BIND 10 #2902: Direct DHCPv4 traffic on Linux - Linux Packet Filter (LPF)

Wed May 22 08:17:36 UTC 2013

#2902: Direct DHCPv4 traffic on Linux - Linux Packet Filter (LPF)
-------------------------------------+-------------------------------------
            Reporter:  marcin        |                        Owner:
                Type:  enhancement   |  stephen
            Priority:  medium        |                       Status:
           Component:  dhcp4         |  reviewing
            Keywords:                |                    Milestone:
           Sensitive:  0             |  Sprint-DHCP-20130523
         Sub-Project:  DHCP          |                   Resolution:
Estimated Difficulty:  0             |                 CVSS Scoring:
         Total Hours:  0             |              Defect Severity:  N/A
                                     |  Feature Depending on Ticket:
                                     |          Add Hours to Ticket:  0
                                     |                    Internal?:  0
-------------------------------------+-------------------------------------
Changes (by marcin):

 * owner:  marcin => stephen

Comment:

 Replying to [comment:5 stephen]:
 > Reviewed commit 9c2f41d0ce4250623b36966eb04698d55eac7509
 >
 > '''src/bin/dhcp4/dhcp4_srv.cc'''[[BR]]
 > Dhcp4Srv constructor: appears to be a word missing in the first comment
 block inside the
 function: it currently says "The 'true' value of in the call".

 Corrected.

 >
 > Dhcp4Srv constructor: a comment should be added to the effect that the
 check on whether the source/destination hardware address are specified
 before copying them across is because the copy function throws an
 exception if the pointer is null.  However, what should the logic be when
 these two fields are null and the corresponding fields in "answer" are
 not? (In other words, should Pkt4::setLocalHWAddr() zero out the
 Pkt4::local_hwaddr_ field if passed a null pointer?)

 I don't have strong opinion here.
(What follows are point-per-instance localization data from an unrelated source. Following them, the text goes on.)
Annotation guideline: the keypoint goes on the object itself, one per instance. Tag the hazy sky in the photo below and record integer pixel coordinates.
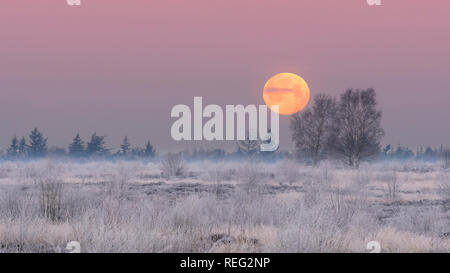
(117, 67)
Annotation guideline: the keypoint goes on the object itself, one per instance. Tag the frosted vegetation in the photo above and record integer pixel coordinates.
(173, 206)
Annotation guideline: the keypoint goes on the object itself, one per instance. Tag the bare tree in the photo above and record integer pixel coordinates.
(356, 131)
(172, 165)
(311, 128)
(445, 155)
(248, 146)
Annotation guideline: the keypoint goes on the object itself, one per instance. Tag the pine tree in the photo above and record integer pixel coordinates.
(96, 146)
(76, 148)
(125, 147)
(13, 150)
(38, 144)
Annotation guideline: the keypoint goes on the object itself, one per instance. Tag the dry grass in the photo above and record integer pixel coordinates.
(223, 207)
I followed the logic for the setHWAddr
 when I created the set{Local,Remote}HWAddr. I think that there is no use
 case currently, when we want to set the HWAddr to NULL after it was set to
 non-NULL value. So, it makes sense to me to throw an exception when such
 attempt occurs, so as we can detect unexpected behavior. If we find such
 use case, we can always change it.

 >
 >
 > '''src/bin/dhcp4/tests/dhcp4_srv_unittest.cc'''[[BR]]
 > The comment in the NakedDhcpv4Srv constructor disables raw traffic owing
 to lack of root privileges.  If root privileges are enabled, is there a
 way of running unit tests with raw sockets?
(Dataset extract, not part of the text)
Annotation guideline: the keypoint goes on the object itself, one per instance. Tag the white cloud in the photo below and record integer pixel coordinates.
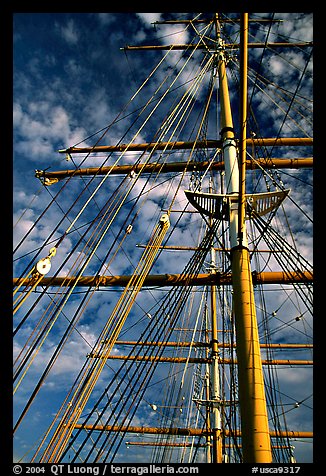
(69, 32)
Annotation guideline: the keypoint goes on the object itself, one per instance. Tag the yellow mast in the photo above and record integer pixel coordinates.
(254, 421)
 The PktFilterLPF unit tests cover the part which requires root privileges.

 >
 > testDiscoverRequest:
 > * "i*10" should be "i * 10"

 Corrected.

 > * Adding a comment above the block of code that actually creates the
 request packet saying that this is what is happening would immediately
 make the point of the next few statements clear.

 Added.

 >
 >
 > '''src/lib/dhcp/iface_mgr.cc'''[[BR]]
 > As Iface::closeSockets now requires that !SocketCollection be a
 container whose iterators are not evalidated when erase() has been called,
 an additional comment to that effect at the point at which
 !SocketCollection is defined might avoid problems later on. (For example,
 if someone decided to change it to a vector.)

 Comment added.

 >
 > IfaceMgr::setPacketFilter: The comment "There is at least one socket
 open, so we have to fail" should be after the "if" statement. (Either
 that, or precede the comment with the word "If".)
 >

 ok.

 >
 > '''src/lib/dhcp/iface_mgr.h'''[[BR]]
 > Trivial point: all the comments the Iface class should start with a
 capital letter.

 I corrected all I found.

 >
 > IfaceMgr::setPacketFilter declaration: !PktFilterPtr has been defined in
 pkt_filter.h and can be used in place of the type
 "boost::shared_ptr<!PktFilter>".

 Changed to !PktFilterPtr.

 >
 >
 > '''src/lib/dhcp/iface_mgr_{bsd,linux,sun}.cc'''[[BR]]
 > IfaceMgr::setMatchingPacketFilter - could use !PktFilterPtr instead of
 explicitly using shared_ptr (and shortens the statements enough to allow
 the removal of the intermediate variable without loss of clarity).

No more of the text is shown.